Süleyman’ın aklı başına gelmişti. Tanatar ile Miriş’in gizli gizli konuşmalarını, şimdi daha iyi anlıyordu. Kuşçu Sofi’nin birlikte yola salacağını tahmin ederek, bir an hayretler içinde kaldı. Burla ninesine, Kaya Alp’e, Miriş’in babasına ne cevap vereceğim, şeklinde sorular zihninden gelip geçti. Görmüş geçirmiş Kuşçu Sofi’nin, delikanlılara nasihat etmekten başka çaresi kalmamıştı:

“Hadi, sizi gönderdim, diyeyim. Peşinizden anneniz ağlayıp gelse, babanız yumruğunu sıkıp gelse ben ne derim? Savaş dediğine aksakallıların rızası, annelerin duasıyla gidilir. Düşmanla karşılaştığınızda sizi koruyacak olan dua ve dileklerdir. Ayrıca siz, Moğol yaklaşıp geliyormuş diyorsunuz. Düşman geliyor ise her obanın yiğidi, kendi obasını koruyup kollamalı değil mi? Türkmen Gücü askerliğine, içinden alev geçenleri seçiyorlar. Bunlar Sultanın yanından kuş geçse kanadından, kulan geçse tırnağından vuran bahadır askerlerdir. Doğru, ben uzun yıllar Türkmen Gücünde askerlik yaptım. Fakat şimdi devir, zaman değişti. Selçukluların düşmanları da çoğaldı. Bir kanadı Acem’de, bir kanadı Arap’ta. Birinin söylediğini diğeri duymuyor, duyduğunu da kabul etmiyor. Düşman, yedi başlı ejderha gibi; vücut bir olsa da her baş, kendininkini doğru biliyor.

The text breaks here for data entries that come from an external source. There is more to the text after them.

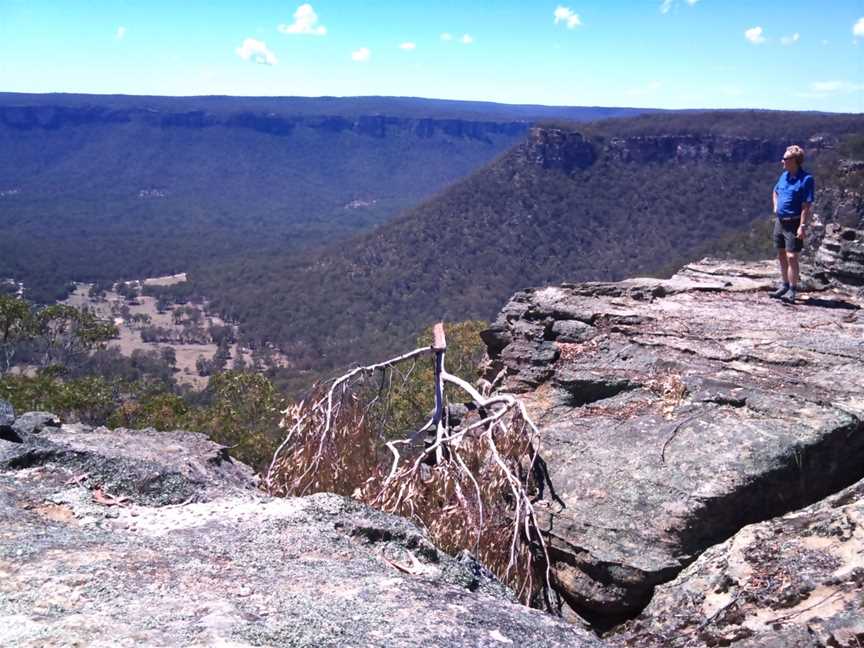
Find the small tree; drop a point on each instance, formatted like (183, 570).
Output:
(245, 414)
(64, 333)
(16, 327)
(472, 482)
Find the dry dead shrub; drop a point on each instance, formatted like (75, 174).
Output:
(471, 486)
(334, 458)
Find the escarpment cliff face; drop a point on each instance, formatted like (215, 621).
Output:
(50, 118)
(568, 150)
(597, 203)
(675, 412)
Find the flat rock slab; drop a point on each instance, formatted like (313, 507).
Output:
(792, 582)
(239, 571)
(688, 408)
(143, 466)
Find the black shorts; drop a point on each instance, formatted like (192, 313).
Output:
(786, 235)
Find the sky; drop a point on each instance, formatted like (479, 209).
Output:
(774, 54)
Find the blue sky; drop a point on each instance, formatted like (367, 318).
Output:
(781, 54)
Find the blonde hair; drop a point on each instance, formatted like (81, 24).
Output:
(797, 152)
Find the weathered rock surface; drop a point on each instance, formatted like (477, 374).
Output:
(675, 412)
(793, 582)
(7, 418)
(841, 255)
(145, 466)
(82, 565)
(35, 422)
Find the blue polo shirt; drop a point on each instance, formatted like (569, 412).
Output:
(792, 192)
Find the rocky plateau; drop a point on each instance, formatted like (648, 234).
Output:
(676, 412)
(706, 444)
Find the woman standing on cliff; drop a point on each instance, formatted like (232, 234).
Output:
(793, 204)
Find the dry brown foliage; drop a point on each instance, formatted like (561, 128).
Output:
(471, 486)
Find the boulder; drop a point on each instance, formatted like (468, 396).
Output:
(86, 558)
(145, 466)
(7, 414)
(684, 410)
(7, 419)
(841, 255)
(795, 581)
(35, 422)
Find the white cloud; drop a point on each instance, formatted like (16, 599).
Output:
(835, 87)
(305, 22)
(650, 88)
(567, 16)
(666, 5)
(754, 35)
(362, 55)
(255, 50)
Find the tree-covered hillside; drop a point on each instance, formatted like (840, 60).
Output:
(623, 201)
(105, 188)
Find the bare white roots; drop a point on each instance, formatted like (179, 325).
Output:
(491, 459)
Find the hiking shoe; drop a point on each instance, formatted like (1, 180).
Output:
(777, 294)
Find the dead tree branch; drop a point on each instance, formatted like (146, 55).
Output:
(472, 485)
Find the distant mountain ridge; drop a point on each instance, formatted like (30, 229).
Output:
(411, 107)
(598, 201)
(107, 187)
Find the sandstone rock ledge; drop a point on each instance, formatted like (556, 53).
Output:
(675, 412)
(792, 582)
(144, 538)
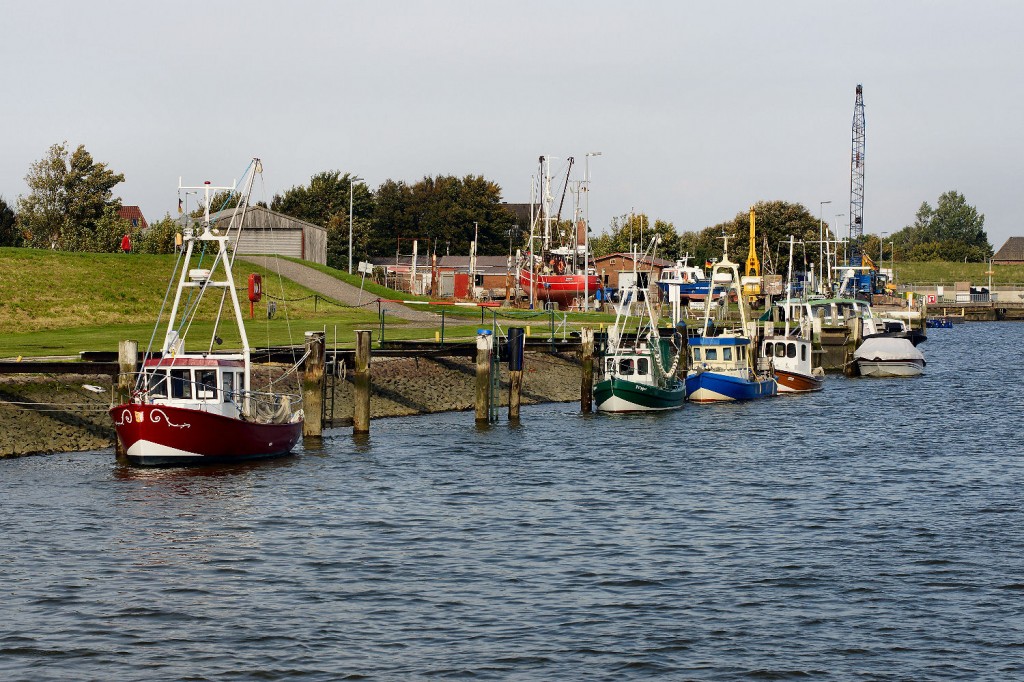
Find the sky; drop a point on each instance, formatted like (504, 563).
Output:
(698, 109)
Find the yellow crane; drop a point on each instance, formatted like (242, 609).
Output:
(752, 283)
(753, 265)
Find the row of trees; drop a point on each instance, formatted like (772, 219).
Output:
(71, 206)
(444, 213)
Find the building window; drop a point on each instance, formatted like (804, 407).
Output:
(181, 384)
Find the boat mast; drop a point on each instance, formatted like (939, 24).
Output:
(788, 290)
(547, 199)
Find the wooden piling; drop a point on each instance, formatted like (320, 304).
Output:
(482, 378)
(855, 328)
(312, 385)
(587, 364)
(360, 383)
(127, 364)
(516, 343)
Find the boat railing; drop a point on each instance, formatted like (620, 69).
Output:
(264, 407)
(267, 408)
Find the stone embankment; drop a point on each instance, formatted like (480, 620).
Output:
(56, 414)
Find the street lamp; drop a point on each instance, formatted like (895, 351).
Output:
(846, 260)
(351, 181)
(586, 236)
(821, 239)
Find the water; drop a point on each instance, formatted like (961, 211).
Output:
(872, 530)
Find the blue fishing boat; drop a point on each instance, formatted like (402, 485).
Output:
(689, 281)
(723, 363)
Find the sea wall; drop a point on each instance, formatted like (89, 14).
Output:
(56, 414)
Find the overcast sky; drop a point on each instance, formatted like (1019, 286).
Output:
(698, 109)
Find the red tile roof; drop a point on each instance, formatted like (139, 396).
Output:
(133, 214)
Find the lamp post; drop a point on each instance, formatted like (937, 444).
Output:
(821, 239)
(586, 236)
(351, 182)
(846, 260)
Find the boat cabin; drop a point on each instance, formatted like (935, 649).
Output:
(210, 384)
(786, 348)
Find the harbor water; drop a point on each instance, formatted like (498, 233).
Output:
(870, 531)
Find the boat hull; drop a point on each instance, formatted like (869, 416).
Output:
(794, 382)
(160, 434)
(623, 395)
(901, 368)
(561, 289)
(715, 387)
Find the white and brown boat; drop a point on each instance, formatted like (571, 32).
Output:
(199, 407)
(790, 359)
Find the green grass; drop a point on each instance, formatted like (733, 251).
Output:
(947, 273)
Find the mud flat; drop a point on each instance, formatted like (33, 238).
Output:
(56, 414)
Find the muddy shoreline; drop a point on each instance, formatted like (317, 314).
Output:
(44, 414)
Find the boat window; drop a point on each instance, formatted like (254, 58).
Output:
(206, 384)
(227, 384)
(181, 384)
(158, 384)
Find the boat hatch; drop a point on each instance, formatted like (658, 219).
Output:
(784, 349)
(196, 384)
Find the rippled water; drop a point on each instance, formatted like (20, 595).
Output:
(872, 530)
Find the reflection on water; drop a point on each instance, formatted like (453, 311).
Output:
(868, 530)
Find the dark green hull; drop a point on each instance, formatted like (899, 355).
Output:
(624, 395)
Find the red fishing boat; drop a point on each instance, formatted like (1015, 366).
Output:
(199, 407)
(557, 266)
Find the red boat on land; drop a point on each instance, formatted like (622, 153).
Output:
(563, 273)
(197, 408)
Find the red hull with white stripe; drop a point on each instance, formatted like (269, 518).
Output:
(161, 434)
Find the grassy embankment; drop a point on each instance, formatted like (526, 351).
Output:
(56, 303)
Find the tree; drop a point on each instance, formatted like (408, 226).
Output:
(775, 221)
(69, 196)
(448, 211)
(158, 238)
(9, 233)
(952, 230)
(635, 230)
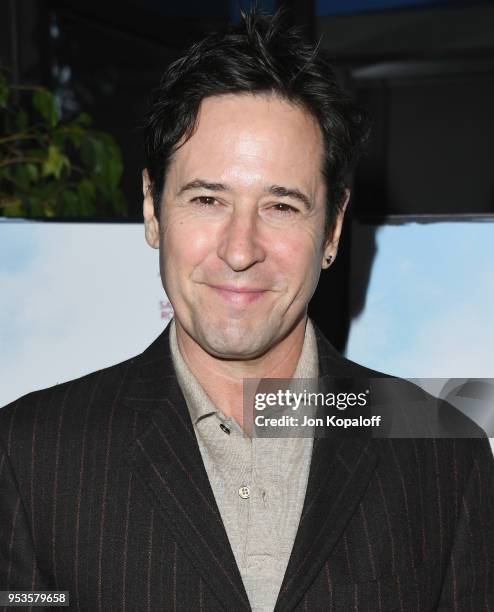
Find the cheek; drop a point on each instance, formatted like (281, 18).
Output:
(299, 253)
(185, 243)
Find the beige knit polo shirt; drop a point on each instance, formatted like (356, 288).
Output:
(259, 483)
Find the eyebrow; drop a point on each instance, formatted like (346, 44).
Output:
(277, 190)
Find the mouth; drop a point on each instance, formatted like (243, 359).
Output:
(241, 296)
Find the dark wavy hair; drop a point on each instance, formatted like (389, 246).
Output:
(258, 56)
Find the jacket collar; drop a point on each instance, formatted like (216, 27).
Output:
(167, 462)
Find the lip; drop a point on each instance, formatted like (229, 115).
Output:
(242, 296)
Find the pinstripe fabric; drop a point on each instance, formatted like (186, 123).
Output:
(103, 493)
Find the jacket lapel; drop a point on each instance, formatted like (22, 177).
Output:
(340, 470)
(167, 462)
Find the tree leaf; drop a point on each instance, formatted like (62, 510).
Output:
(55, 162)
(11, 207)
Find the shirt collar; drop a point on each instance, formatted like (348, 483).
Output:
(198, 401)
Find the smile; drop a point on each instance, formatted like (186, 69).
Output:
(241, 296)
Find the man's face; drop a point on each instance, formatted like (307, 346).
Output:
(242, 218)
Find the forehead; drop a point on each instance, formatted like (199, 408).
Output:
(246, 137)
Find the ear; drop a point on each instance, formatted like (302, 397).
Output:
(151, 225)
(331, 245)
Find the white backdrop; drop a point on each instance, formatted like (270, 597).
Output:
(429, 307)
(74, 298)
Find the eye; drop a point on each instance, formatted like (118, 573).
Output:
(205, 201)
(285, 209)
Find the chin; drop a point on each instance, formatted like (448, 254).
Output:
(234, 342)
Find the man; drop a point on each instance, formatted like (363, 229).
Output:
(136, 487)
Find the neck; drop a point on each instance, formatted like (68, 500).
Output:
(223, 379)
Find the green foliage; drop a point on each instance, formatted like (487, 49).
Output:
(50, 167)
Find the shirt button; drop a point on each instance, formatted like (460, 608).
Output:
(244, 492)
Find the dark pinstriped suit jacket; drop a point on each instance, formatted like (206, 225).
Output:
(104, 494)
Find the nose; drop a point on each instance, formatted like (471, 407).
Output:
(240, 245)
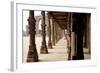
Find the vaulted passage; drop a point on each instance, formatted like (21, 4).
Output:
(56, 36)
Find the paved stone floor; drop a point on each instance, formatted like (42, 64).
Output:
(58, 53)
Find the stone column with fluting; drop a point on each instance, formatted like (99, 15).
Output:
(44, 49)
(49, 32)
(53, 36)
(32, 53)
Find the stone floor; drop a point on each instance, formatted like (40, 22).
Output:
(58, 53)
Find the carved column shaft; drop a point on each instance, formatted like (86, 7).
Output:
(53, 34)
(43, 47)
(49, 32)
(32, 53)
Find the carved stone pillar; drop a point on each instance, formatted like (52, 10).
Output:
(53, 36)
(43, 47)
(78, 28)
(49, 32)
(32, 53)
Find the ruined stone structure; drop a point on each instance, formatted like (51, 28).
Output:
(55, 23)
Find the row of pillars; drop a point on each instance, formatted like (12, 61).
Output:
(32, 53)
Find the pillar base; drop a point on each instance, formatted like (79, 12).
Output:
(43, 50)
(78, 58)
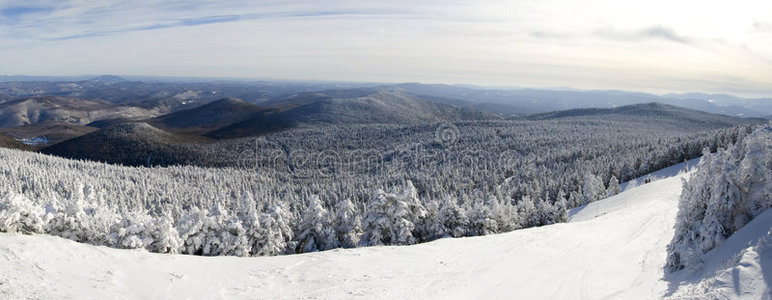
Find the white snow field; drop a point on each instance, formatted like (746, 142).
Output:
(611, 249)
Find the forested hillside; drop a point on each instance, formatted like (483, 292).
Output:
(344, 186)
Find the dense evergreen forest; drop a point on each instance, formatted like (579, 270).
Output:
(313, 189)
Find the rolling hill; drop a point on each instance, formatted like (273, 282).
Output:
(377, 107)
(52, 131)
(9, 142)
(75, 111)
(652, 111)
(208, 117)
(132, 143)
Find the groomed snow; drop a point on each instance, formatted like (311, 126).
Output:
(614, 248)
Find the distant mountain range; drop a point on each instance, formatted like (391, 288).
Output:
(529, 101)
(52, 110)
(651, 111)
(378, 107)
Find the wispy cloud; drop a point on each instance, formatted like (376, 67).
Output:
(585, 43)
(761, 26)
(648, 33)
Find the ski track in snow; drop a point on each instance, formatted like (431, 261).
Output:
(611, 249)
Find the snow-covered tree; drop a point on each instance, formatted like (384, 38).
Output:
(613, 187)
(391, 218)
(315, 231)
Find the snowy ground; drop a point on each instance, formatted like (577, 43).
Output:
(613, 248)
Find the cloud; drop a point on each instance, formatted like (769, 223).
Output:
(648, 33)
(206, 20)
(763, 27)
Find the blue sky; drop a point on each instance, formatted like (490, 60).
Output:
(655, 46)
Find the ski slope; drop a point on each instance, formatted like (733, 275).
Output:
(614, 248)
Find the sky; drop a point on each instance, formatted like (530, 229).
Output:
(656, 46)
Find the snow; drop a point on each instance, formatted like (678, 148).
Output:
(613, 248)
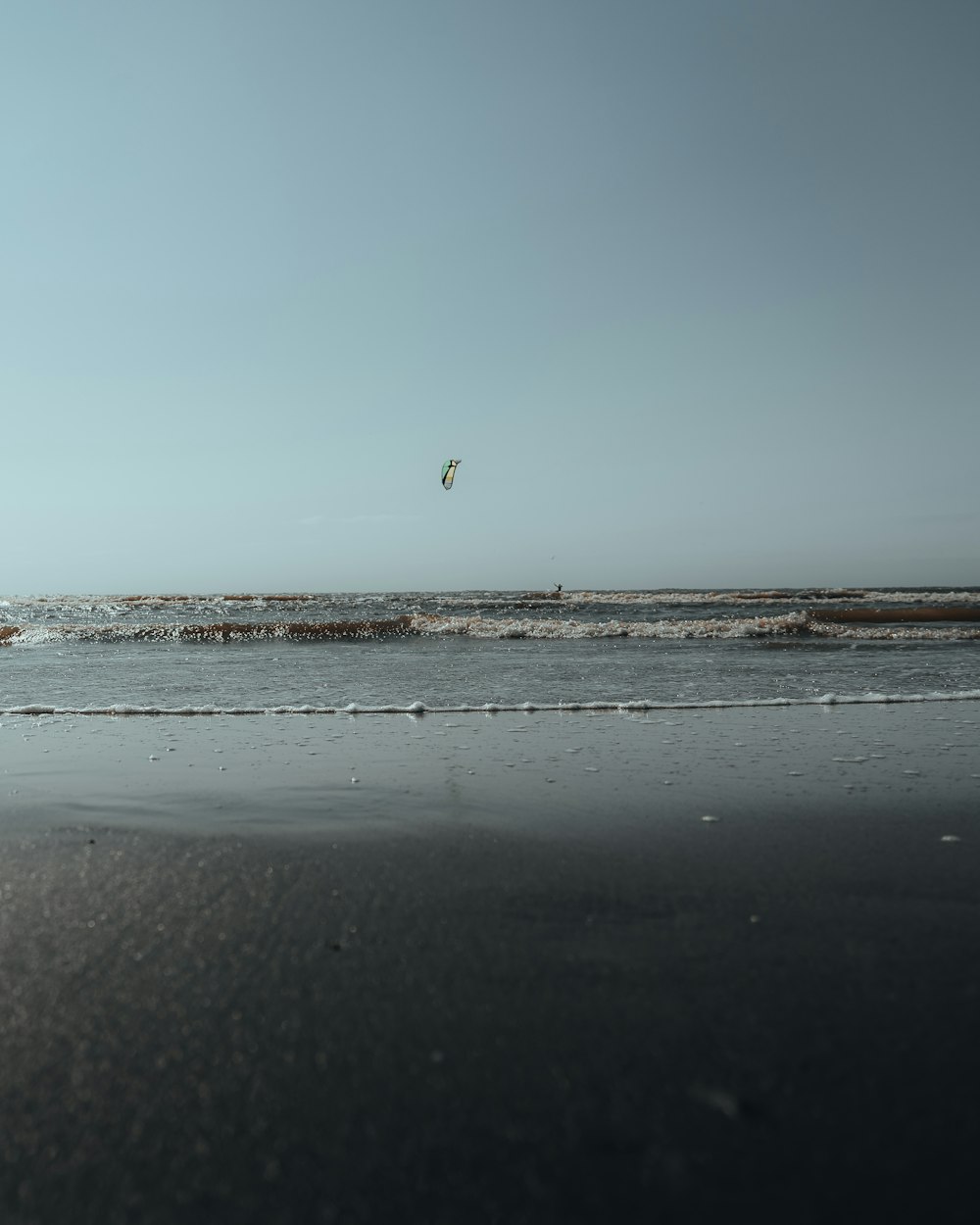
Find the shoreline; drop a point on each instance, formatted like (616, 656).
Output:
(543, 991)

İşte.. Moğol belası geliyor. Siz dememiş olsanız bile benim haberim var. Sokak söylentisi olmadığını biliyorum. Buna göre, oğullar, sizin yeriniz Kaya Alp’in yanıdır. Bir dediğini iki ettirmeyin. Bu zor günlerde çekip gitseniz olmaz. Üçünüz birden obayı terk ederseniz, Alp’in kolu-kanadı kırılır. İşte, benim evimin direği, koç oğlum Dağbaşı gideli 8 yıl oldu. Yanına da obanın ben diyen, en sıkı yiğitlerini almıştı. Sultanın sağ kolu olduğu haberini aldım. Fakat şimdi onlardan ne bir selam, ne de bir haber var. Şama’a mı gitti, yoksa Rey’de mi? Bilmiyorum. Dağbaşı’mla birlikte giden yiğitlerin anneleri, babaları, hanımları, çocukları; “Ne zaman gelecekler” diye sormuyorlar ama onların hicranlarından kendimi, oğlumu suçlu hissediyorum. Bu yüzden kaçıyor, torunumla avcılık bahanesiyle dağda, derede yaşayıp duruyorum.”